Uma das testemunhas-chave da medida cautelar proposta ontem pelo Ministério Público, o caseiro João Bosco, confirmou que fazia os serviços bancários do escritório do deputado José Janene. A entrevista foi concedida à Rádio CBN de Londrina, em junho, logo após um dos depoimentos prestados aos promotores. A gravação foi obtida ontem pela Folha.
Demonstrando nervosismo, João Bosco disse que movimentou mais de R$ 18 milhões. Parte desse dinheiro teria sido utilizado na campanha eleitoral do próprio Janene, em 98. ‘‘A campanha política necessita de dinheiro, e não é pouco dinheiro, é muito dinheiro. Esse dinheiro tem que ser sacado no banco e trazido camuflado para o escritório para se fazer os pagamentos de contas’’, relatou.
Ainda segundo Bosco, as principais responsáveis pela movimentação eram Stael Fernanda Rodrigues Lima, esposa do deputado, e Rosa Alice Valente, que seria funcionária do escritório político. Ele acrescentou que outros funcionários do escritório também pediam para ele trocar cheques.
Com medo de represálias, o caseiro não quis revelar os nomes das pessoas que teriam emitido os cheques. Ele acrescentou que chegou a ser preso em flagrante, dentro de um banco, mas não quis detalhar o motivo nem quem teria feito a detenção.
Além de Bosco, uma das empresas citadas na medida cautelar proposta ontem pelo MP, a Mercoluz, tem estreitas relações com Janene. A empresa está instalada num imóvel na Rua Fernando de Noronha, área central de Londrina. O prédio foi registrado em maio de 98 no nome de Stael Fernanda e Danielle Kemmer Janene, mulher e filha do deputado. Segundo uma certidão do cartório do 1º Ofício, o próprio Janene tem direito ao usufruto do imóvel. O local ainda hoje serve para guardar veículos de campanha do deputado.
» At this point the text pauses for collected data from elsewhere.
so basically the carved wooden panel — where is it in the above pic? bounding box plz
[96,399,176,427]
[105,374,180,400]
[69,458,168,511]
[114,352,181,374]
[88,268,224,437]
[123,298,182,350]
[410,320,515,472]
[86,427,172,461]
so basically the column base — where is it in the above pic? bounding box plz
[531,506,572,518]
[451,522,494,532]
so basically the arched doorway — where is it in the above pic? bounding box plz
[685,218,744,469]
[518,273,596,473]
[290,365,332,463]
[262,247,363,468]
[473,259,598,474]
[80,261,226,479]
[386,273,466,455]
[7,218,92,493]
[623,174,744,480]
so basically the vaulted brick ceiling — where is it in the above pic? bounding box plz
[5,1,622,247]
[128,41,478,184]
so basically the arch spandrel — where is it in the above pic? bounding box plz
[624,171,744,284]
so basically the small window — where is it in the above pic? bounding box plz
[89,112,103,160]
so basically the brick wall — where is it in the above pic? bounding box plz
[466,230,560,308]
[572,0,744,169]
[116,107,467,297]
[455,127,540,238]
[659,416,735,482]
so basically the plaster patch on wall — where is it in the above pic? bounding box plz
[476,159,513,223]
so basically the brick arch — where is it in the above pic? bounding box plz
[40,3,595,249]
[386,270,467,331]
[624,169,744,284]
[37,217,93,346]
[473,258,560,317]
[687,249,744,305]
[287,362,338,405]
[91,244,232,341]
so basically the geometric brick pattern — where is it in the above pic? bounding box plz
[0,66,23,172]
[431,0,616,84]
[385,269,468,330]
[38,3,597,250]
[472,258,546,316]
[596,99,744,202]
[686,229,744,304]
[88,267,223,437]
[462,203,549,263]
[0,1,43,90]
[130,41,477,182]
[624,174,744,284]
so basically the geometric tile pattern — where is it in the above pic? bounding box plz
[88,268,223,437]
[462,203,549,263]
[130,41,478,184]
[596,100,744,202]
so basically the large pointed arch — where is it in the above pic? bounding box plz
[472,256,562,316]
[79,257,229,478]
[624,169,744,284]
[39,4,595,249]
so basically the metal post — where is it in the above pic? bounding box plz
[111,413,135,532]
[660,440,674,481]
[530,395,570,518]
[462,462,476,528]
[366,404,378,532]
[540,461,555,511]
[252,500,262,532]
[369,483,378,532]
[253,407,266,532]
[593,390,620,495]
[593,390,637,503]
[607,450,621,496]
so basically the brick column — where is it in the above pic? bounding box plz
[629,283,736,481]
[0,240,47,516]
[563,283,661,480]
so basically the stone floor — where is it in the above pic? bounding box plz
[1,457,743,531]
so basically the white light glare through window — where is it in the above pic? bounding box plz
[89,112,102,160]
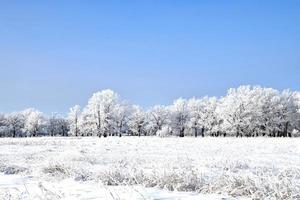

No mesmo endereço da Mercoluz funcionou a empresa Eletrojan, também de instalação elétrica e que pertenceu a Janene. Além disso, os sócios-proprietários da Mercoluz, Antonio Alcântara Filho (que consta na medida proposta ontem) e o engenheiro elétrico Luiz Yutaka Fukushigue, foram funcionários de Janene na Eletrojan durante vários anos.
Em entrevista à Folha, em dezembro de 99, Janene negou qualquer envolvimento com a Mercoluz. Disse apenas que alugou o imóvel para a empresa; confirmou que os atuais donos são seus ex-funcionários; e que ‘‘eventualmente’’ guarda guarda no barracão da Mercoluz um caminhão que usa para campanha política. Ontem, o deputado reafirmou as declarações. ‘‘Tenho essa liberdade (de guardar o veículo) porque conheço essas pessoas há 20 anos.’’
A Mercoluz venceu oito licitações entre o final de 98 e primeiro semestre de 99 e recebeu pelos serviços R$ 625,3 mil. Segundo os promotores, apenas ‘‘parte’’ dos serviços foram realizados. (Colaborou L.H.)